La cour de cassation a parlé d’une « situation particulièrement préoccupante en matière de droits de l’homme au Soudan », rappelle l’avocat. Il y a quelques jours, celle-ci a rejeté le pourvoi de l’Etat belge contre une décision de la chambre des mises en accusation de Bruxelles qui décidait de libérer un ressortissant soudanais, détenu en attendant d’être expulsé.

La motivation de cette décision, avalisée par la cour de cassation, résidait dans le fait que les autorités belges avaient négligé le risque de soumission à la torture et à des traitements inhumains pour les ressortissants soudanais renvoyés dans leur pays d’origine.

Ce vendredi, le gouvernement a rendu public le rapport du CGRA sur les expulsions au Soudan.
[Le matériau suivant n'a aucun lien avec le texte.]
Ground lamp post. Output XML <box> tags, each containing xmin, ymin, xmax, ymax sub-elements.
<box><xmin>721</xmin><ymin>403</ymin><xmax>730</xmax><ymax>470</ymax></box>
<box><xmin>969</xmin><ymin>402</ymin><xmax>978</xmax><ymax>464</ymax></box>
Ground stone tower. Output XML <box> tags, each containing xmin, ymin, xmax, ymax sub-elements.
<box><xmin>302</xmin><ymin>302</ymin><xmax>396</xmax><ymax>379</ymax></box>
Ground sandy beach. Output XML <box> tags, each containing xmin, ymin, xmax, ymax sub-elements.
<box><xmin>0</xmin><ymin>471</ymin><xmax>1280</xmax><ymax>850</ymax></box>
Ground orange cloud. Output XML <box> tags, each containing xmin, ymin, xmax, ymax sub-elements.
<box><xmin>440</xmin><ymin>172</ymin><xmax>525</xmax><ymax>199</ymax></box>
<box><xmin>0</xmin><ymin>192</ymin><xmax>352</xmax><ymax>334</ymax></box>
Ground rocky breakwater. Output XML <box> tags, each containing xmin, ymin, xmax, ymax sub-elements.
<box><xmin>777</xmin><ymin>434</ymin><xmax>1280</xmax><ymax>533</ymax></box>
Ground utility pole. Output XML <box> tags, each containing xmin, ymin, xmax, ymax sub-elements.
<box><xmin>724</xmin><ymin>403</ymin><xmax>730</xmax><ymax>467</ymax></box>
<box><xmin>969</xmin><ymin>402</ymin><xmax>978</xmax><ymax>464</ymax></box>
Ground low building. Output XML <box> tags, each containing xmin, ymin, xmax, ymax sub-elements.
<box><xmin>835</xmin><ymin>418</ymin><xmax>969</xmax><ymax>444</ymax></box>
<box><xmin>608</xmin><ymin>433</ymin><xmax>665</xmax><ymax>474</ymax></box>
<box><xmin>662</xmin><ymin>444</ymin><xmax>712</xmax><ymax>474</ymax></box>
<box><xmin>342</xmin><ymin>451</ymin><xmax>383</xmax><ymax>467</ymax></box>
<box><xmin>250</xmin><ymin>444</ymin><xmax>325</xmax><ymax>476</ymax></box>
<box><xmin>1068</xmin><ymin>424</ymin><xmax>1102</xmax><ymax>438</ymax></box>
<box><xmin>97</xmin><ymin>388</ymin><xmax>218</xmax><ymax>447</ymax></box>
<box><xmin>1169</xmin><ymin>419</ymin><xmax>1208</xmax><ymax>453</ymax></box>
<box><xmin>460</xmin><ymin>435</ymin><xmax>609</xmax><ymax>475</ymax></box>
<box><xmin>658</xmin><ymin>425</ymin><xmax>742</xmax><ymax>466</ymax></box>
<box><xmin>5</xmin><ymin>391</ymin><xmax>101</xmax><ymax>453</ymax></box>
L’instance estime que « l’éloignement ou le retour de personnes au Soudan peut à nouveau être organisé ». Mais le risque réel de torture ou mauvais traitement doit toujours être examiné au cas par cas, même lorsque la personne n’a pas introduit de demande d’asile en Belgique, peut-on également y lire.

« Le CGRA affirme n’avoir pu réunir aucune preuve attestant que les mauvais traitements des personnes rapatriées au Soudan ont eu lieu. Mais il dit en même temps qu’il n’existe aucune preuve qu’ils n’ont pas eu lieu. Ce rapport n’apporte donc aucune réponse. Il ne répond pas aux objectifs de la mission qui lui a été confiée », regrette l’avocat. « Le CGRA n’est pas allé sur place pour vérifier la situation des personnes renvoyées au Soudan. II semble n’avoir même pas eu de contacts avec les ONG internationales présentes sur place. »

« Sur le fond, rien n’a changé. On reste avec les mêmes questions. Et l’Etat belge risque donc toujours de s’exposer à une condamnation au titre de l’article 3 de la Convention européenne des droits de l’homme. C’est à nouveau un manque de prudence flagrant », conclut Me Lys.